Advanced bookings total 15,000, with all tickets for this weekend and next weekend sold out.
It is hoped Paisley-born David Tennant, the current Doctor, will visit the exhibition before it ends on 4 January, and possibly other Doctors, such as Matt Smith, his successor.
Tennant visited the exhibition when it was in Cardiff, and former Doctor Tom Baker opened it at Earls Court in London. Kelvingrove will be its only Scottish venue.
Highlights are likely to include visitors being able to talk like a Dalek by speaking into a voice synthesiser.
The Cybermen – who terrified primary school children at an exhibition preview yesterday – are expected to be a major draw. They will normally be static, but will sometimes move round the exhibition.
The show includes monsters and other characters from the four seasons of the show since Doctor Who was revived in 2005.
Visitors are greeted by Autons – shop dummies which came alive in the first episode, when Christopher Eccleston was introduced as the ninth Doctor.
Other chilling exhibits include a stone angel from Blink – “blink and you’re dead” – the tentacle-faced Ood, and one of the gas masks from the Blitz-set two-parter, The Empty Child/The Doctor Dances.
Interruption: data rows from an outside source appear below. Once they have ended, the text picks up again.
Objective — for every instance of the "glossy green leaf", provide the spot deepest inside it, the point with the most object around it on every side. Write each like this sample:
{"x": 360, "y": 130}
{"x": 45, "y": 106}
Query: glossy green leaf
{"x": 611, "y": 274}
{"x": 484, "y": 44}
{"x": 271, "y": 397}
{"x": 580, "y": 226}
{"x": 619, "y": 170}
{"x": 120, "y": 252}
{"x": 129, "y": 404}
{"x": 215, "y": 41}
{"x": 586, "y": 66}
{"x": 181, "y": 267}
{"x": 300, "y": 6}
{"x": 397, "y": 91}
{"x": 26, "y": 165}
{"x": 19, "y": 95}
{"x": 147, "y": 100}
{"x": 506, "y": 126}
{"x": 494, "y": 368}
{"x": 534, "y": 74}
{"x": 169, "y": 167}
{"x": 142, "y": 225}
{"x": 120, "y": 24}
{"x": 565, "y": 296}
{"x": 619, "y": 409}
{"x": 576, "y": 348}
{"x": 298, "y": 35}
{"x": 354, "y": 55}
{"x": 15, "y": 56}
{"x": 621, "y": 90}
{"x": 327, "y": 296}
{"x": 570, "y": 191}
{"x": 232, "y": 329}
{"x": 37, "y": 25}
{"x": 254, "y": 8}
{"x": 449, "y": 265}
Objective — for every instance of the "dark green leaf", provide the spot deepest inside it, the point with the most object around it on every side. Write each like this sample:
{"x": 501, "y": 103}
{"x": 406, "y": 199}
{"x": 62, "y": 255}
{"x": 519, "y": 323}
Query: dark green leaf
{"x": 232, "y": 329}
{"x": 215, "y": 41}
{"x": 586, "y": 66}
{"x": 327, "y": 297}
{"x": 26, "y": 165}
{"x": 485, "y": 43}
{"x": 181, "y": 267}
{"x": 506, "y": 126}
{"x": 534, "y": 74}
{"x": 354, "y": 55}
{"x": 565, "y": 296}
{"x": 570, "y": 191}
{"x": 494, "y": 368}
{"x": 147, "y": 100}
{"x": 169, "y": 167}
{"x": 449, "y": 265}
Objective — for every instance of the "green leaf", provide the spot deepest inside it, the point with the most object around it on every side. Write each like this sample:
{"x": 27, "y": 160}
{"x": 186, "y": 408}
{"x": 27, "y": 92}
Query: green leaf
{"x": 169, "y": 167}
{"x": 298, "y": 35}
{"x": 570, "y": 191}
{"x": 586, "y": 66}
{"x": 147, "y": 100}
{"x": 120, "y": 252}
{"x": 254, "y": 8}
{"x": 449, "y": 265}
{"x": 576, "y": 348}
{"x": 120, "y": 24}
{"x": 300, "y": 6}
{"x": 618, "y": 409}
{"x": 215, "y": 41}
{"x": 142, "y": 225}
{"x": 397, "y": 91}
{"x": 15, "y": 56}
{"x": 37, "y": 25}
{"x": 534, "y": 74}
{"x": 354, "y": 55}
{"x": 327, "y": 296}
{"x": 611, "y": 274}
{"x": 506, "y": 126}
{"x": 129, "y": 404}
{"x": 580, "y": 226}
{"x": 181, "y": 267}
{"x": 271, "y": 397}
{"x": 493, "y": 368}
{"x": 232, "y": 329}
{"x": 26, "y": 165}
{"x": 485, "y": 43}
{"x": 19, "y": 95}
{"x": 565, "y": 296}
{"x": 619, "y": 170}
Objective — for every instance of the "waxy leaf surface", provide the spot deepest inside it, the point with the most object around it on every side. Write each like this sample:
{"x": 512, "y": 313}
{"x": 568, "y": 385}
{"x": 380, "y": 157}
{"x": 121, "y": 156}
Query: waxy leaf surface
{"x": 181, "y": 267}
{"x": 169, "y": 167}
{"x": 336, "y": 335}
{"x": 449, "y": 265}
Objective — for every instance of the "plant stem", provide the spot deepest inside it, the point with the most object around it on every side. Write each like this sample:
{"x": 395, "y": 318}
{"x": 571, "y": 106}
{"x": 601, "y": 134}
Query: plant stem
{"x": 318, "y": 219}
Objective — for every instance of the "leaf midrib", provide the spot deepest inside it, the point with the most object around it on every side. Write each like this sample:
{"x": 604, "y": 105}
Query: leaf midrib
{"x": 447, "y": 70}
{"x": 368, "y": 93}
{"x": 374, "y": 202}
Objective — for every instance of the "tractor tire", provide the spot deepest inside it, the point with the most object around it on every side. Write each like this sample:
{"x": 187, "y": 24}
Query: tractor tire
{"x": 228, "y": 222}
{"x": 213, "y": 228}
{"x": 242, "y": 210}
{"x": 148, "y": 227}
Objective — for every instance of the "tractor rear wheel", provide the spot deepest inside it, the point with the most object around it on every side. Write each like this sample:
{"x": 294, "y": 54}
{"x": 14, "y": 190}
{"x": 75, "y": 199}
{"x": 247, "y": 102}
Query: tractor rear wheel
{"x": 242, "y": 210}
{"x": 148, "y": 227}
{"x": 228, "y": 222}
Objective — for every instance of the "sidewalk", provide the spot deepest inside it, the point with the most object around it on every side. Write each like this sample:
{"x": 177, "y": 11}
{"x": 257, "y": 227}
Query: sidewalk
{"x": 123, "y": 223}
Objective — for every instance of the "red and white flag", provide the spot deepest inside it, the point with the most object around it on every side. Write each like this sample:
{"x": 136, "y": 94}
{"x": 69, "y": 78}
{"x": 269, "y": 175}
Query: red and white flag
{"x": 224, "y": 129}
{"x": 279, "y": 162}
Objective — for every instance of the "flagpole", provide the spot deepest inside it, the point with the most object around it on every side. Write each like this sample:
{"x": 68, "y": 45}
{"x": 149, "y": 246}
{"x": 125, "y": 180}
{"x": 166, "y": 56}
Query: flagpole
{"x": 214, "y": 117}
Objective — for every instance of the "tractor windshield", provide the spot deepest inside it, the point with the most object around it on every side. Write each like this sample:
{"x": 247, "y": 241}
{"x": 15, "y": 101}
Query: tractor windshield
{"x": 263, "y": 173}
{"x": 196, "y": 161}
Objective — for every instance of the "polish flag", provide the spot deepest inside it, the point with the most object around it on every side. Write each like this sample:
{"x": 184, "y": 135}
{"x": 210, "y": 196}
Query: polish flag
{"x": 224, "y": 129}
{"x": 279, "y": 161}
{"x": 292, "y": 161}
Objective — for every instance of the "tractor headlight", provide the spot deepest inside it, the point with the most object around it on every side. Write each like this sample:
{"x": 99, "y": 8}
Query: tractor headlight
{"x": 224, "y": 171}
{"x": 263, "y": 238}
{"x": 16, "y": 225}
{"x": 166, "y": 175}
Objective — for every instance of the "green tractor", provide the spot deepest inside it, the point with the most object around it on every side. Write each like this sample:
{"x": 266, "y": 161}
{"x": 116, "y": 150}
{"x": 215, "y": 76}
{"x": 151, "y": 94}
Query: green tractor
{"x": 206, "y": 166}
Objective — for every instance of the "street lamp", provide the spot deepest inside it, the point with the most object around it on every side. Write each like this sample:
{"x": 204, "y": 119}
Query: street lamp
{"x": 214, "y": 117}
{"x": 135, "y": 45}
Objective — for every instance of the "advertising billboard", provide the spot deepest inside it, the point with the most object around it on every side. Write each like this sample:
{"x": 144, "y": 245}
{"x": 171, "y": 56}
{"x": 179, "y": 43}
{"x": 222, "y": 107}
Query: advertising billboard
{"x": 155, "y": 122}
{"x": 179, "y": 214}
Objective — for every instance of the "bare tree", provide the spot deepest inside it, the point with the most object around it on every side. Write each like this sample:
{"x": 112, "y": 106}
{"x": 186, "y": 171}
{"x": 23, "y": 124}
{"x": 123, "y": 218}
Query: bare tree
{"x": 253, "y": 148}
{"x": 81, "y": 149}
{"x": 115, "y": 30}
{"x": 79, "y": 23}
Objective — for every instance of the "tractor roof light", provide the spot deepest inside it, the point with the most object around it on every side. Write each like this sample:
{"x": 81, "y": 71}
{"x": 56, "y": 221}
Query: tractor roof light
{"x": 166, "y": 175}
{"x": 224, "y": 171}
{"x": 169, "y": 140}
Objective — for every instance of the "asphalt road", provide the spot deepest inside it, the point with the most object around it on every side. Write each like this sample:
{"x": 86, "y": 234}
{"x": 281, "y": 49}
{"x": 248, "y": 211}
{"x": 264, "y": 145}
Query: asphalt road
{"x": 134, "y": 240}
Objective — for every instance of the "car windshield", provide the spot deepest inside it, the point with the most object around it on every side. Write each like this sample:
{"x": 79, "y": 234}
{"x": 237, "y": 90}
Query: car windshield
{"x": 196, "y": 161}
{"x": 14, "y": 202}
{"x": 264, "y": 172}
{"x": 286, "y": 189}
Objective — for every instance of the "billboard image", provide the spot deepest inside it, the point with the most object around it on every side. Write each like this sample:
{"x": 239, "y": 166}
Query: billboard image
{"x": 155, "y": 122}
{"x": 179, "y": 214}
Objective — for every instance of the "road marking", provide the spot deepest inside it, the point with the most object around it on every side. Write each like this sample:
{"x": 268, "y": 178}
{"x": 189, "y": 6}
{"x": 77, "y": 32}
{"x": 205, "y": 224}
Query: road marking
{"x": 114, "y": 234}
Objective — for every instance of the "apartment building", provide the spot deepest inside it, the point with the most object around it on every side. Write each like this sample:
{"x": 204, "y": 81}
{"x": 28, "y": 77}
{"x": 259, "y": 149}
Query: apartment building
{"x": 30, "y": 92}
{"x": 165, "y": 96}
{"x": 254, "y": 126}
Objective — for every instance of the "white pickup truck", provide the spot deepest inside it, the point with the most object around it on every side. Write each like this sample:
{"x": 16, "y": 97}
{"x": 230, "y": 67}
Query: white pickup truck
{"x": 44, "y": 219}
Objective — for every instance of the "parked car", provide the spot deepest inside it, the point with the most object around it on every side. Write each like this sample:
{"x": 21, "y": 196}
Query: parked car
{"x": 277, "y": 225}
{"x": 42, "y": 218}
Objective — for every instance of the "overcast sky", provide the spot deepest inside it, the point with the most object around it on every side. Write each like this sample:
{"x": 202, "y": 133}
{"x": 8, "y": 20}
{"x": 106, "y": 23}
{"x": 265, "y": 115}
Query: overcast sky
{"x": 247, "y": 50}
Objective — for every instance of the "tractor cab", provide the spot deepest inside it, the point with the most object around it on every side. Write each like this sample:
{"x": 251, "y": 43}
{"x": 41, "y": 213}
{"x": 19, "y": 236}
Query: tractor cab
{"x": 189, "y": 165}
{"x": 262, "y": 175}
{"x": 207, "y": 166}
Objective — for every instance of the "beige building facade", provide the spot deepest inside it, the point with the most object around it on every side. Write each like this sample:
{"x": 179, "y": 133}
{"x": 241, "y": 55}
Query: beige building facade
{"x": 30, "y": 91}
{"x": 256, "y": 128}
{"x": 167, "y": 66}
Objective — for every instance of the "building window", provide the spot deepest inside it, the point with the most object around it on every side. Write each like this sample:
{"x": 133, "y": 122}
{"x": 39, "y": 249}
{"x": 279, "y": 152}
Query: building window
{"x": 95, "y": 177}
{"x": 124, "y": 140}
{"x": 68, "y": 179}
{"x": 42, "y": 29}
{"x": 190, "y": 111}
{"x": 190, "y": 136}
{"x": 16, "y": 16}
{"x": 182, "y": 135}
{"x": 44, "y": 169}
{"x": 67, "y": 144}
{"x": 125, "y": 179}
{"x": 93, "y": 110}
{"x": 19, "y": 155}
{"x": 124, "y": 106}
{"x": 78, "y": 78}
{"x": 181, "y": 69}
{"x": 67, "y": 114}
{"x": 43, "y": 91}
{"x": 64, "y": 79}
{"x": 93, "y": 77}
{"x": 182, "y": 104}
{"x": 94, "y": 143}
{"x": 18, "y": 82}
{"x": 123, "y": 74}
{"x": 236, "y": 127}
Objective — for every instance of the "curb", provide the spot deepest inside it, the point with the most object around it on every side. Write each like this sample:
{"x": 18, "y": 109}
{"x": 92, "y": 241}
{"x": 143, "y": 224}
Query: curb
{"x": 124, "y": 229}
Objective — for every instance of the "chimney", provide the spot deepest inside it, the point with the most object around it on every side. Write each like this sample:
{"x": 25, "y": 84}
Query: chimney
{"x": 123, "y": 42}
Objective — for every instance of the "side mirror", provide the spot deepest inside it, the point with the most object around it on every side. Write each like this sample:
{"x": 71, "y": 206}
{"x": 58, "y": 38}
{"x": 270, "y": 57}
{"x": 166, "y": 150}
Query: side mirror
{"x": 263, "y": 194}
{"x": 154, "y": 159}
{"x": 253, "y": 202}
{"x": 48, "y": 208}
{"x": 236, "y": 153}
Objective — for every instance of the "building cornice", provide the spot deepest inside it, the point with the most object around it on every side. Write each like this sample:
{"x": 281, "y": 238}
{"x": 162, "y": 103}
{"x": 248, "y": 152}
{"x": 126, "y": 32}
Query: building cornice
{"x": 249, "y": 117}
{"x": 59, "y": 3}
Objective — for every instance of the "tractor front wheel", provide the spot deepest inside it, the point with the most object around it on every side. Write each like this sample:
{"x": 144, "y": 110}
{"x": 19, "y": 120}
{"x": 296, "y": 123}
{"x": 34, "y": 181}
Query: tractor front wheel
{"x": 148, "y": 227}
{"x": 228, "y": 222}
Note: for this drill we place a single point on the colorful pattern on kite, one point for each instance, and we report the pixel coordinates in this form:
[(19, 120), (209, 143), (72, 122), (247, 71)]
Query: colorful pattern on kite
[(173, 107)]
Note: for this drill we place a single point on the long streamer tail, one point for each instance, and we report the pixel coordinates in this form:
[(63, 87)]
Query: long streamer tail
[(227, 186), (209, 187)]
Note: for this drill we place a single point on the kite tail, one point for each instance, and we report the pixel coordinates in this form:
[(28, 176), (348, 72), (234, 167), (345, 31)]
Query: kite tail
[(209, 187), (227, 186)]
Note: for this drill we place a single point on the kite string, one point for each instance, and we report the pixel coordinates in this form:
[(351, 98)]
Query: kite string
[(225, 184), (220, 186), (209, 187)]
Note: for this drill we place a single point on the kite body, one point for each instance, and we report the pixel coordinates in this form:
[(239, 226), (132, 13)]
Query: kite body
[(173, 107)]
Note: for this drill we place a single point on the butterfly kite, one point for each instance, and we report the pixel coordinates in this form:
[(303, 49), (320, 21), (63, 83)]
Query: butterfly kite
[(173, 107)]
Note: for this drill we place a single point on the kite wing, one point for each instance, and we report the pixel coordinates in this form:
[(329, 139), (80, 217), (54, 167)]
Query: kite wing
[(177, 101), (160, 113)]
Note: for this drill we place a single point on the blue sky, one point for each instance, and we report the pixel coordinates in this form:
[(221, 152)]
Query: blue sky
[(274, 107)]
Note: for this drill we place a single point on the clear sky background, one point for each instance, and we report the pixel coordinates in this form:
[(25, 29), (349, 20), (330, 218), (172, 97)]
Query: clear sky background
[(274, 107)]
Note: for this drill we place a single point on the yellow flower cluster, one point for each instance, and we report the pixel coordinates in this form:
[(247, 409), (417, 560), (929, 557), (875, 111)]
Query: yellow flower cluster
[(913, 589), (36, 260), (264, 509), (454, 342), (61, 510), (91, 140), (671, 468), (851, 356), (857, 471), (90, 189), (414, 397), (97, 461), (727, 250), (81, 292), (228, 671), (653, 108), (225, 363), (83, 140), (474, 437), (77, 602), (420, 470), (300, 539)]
Older fans can recall the original spine-tingling music by watching the title sequences of early series.
A new exhibit will be added after it has featured in the forthcoming Easter special, Planet of the Dead, but organisers have not given details.
Liz Cameron, chairwoman of Culture and Sport Glasgow, which runs Kelvingrove, said: “The Doctor Who exhibition is one of the most eagerly anticipated events of the year.
“Fans have been telling me how much they are looking forward to seeing all these wonderful characters and terrifying monsters.”
Martin Wilkie, of Experience Design & Management, which created the exhibition for the BBC, said the most popular exhibit was no surprise. “The Daleks have always been the number one draw – they are incredibly popular,” he said.
EMPRESS FAILS TO RULE IN GLASGOW
IT TOOK five weeks to install the 150 exhibits, but even Kelvingrove’s cathedral-like interior could not accommodate one Doctor Who monster.
The Empress of Racnoss, a giant spider-like creation, has had to be omitted from the exhibition because of its size. The basement where the show is housed is too cramped for the 13ft high and 23ft long creature.
However, there is no space upstairs in the museum’s main hall because it is regularly used for events and concerts, and an option to display the empress outside was rejected because of the Glasgow weather.
Admission is £7.50 for adults and £4.50 for children, but these come with additional charges of either £1.50 per booking for cash, or £1 per ticket if paid by card.
Daleks dominate the gift shop, with an entire wall devoted to everything from £2.50 coasters to cookie jars at £37.50.